For those unfamiliar with the piece, the Jason Blum produced outing tells the tale of a man named Kevin (McAvoy) who kidnaps three girls after a birthday party. Victims Claire (Haley Lu Richardson), Marcia (Jessica Sula) and Casey (Anya Taylor-Joy) are to be offered up to the 24th personality inside Kevin (A violent entity dubbed “The Beast”) when it makes its emergence.
Though I never thought I would say it, an M. Night Shyamalan film genuinely deserves an Oscar. James McAvoy acts his ass off in this production and when watching his performances, you genuinely believe he’s a mentally ill person shifting between the mindsets of a young boy, a germophobic older man and even a charming British woman named Patricia. He’s astonishing. Watching his performance wiped away any curiosity I had regarding what original attached star Joaquin Phoenix might have done in the role. He was originally attached during early production.

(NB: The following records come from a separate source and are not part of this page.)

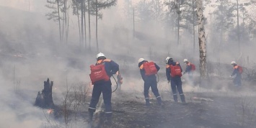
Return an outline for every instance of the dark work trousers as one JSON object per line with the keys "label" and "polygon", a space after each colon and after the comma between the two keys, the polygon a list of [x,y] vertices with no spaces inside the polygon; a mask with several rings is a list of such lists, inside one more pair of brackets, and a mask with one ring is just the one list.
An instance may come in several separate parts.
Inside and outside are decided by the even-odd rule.
{"label": "dark work trousers", "polygon": [[89,106],[89,112],[93,114],[96,111],[96,106],[99,102],[99,99],[101,93],[103,94],[104,104],[105,107],[106,116],[112,116],[112,106],[111,106],[111,96],[112,88],[111,82],[104,82],[100,84],[96,84],[93,86],[92,99]]}
{"label": "dark work trousers", "polygon": [[241,76],[236,76],[234,78],[234,81],[233,81],[233,83],[235,86],[240,86],[242,85],[242,82],[241,82]]}
{"label": "dark work trousers", "polygon": [[149,102],[149,90],[151,88],[151,91],[156,99],[161,100],[159,93],[157,89],[157,82],[156,78],[148,78],[144,81],[144,96],[146,102]]}
{"label": "dark work trousers", "polygon": [[177,90],[182,102],[185,102],[185,96],[182,91],[182,82],[181,81],[180,77],[177,76],[171,78],[171,88],[173,94],[173,99],[175,100],[175,101],[177,102]]}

Casey, Kevin and his countless other personalities are the stars of the production here. We get to spend a ton of time with them, find out what makes them tick and even see parts of their lives before the story was set into motion. Who don’t we get to visit? Marcia and Claire. As I was watching the film, I found myself saddened by their lack of character development. In retrospect, Shyamalan should have kept the story as a cat and mouse game between Kevinx23 and Casey or began the narrative earlier, perhaps showing sub-personality Dennis as he roamed the streets of Philadelphia, looking for suitable young people to abduct in order to provide The Beast food.

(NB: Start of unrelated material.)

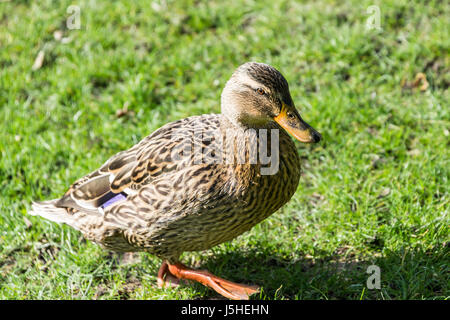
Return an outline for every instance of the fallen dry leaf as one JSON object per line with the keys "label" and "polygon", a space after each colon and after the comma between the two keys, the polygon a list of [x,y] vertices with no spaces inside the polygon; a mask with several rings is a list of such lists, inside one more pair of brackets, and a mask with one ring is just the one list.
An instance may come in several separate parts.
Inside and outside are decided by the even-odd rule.
{"label": "fallen dry leaf", "polygon": [[44,56],[44,50],[39,51],[36,59],[34,59],[33,66],[31,67],[32,70],[38,70],[42,67],[42,64],[44,63]]}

If you liked The Visit and were interested in Shyamalan’s work from Signs and beforehand, this is a movie for you. It’s not perfect, but after the string of misfires the man once dubbed the next “Spielberg” has had in recent years, it is a welcome and kick-ass return to form. Welcome back M. Night, I and everyone who liked Signs, Unbreakable and The 6th Sense missed you massively. Don’t leave us for the valley of mediocrity again any time soon please.
Also, there is twist, but it is amazing. Trust me on that.